I was against the extended intervals for Pfizer & Moderna, since they never explicitly tested it (they did for AZ)

But I now think this was an acceptable gamble. Hopefully they keep the JNJ one shot for homeless and other hard to reach populations.


----------



## james4beach (Nov 15, 2012)

jargey3000 said:


> So......where does that leave people like us?


A single shot of Pfizer provides significant protection, to the point it pretty much eliminates hospitalization and death. So as soon as you get the one shot and *wait 14 days* (for immunity to kick in) you have quite a bit of protection, at least for a while.

How long that is, that's still a bit unknown. The more solid protection comes with the second dose of course. The single shot will give you a lot of safety for the next month or two. But for the next four months? We don't really know.

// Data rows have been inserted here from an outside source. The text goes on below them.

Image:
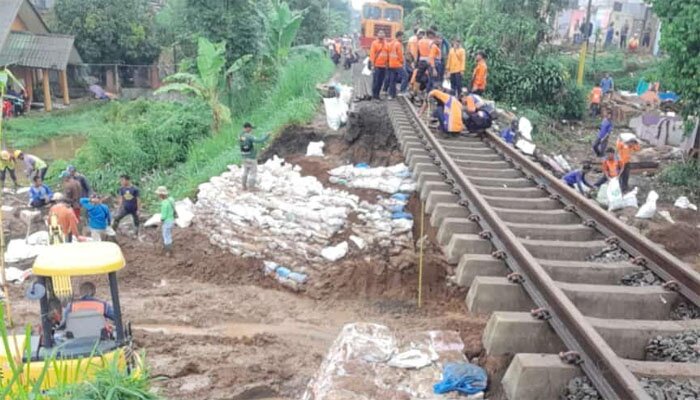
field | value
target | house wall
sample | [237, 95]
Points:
[18, 25]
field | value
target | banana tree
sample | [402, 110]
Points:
[282, 25]
[206, 84]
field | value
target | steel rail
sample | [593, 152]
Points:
[661, 262]
[607, 372]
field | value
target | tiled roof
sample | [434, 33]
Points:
[36, 51]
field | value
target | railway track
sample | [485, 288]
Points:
[532, 252]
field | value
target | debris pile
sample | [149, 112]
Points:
[367, 361]
[292, 218]
[641, 278]
[581, 388]
[670, 389]
[681, 347]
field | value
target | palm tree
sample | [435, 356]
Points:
[207, 82]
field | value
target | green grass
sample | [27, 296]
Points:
[36, 127]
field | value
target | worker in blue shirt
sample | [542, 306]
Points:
[510, 134]
[39, 193]
[577, 178]
[608, 85]
[601, 141]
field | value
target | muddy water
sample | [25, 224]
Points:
[62, 148]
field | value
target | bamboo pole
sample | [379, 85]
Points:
[47, 90]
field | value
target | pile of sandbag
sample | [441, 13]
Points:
[292, 218]
[368, 361]
[393, 179]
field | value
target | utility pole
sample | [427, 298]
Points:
[584, 48]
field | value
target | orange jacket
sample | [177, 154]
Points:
[413, 46]
[66, 218]
[480, 75]
[596, 95]
[395, 54]
[455, 61]
[379, 54]
[452, 111]
[624, 151]
[612, 168]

The infectious disease experts I heard talk about this pointed out that delays between two shots are somewhat flexible, and a person's immunity does not suddenly disappear. It declines gradually.


----------



## agent99 (Sep 11, 2013)

Jargey, It leaves you just where the rest of us are. Part of a big experiment.


----------



## james4beach (Nov 15, 2012)

agent99 said:


> Jargey, It leaves you just where the rest of us are. Part of a big experiment.


Yes, part of a big experiment, but better off than if we weren't vaccinating anyone.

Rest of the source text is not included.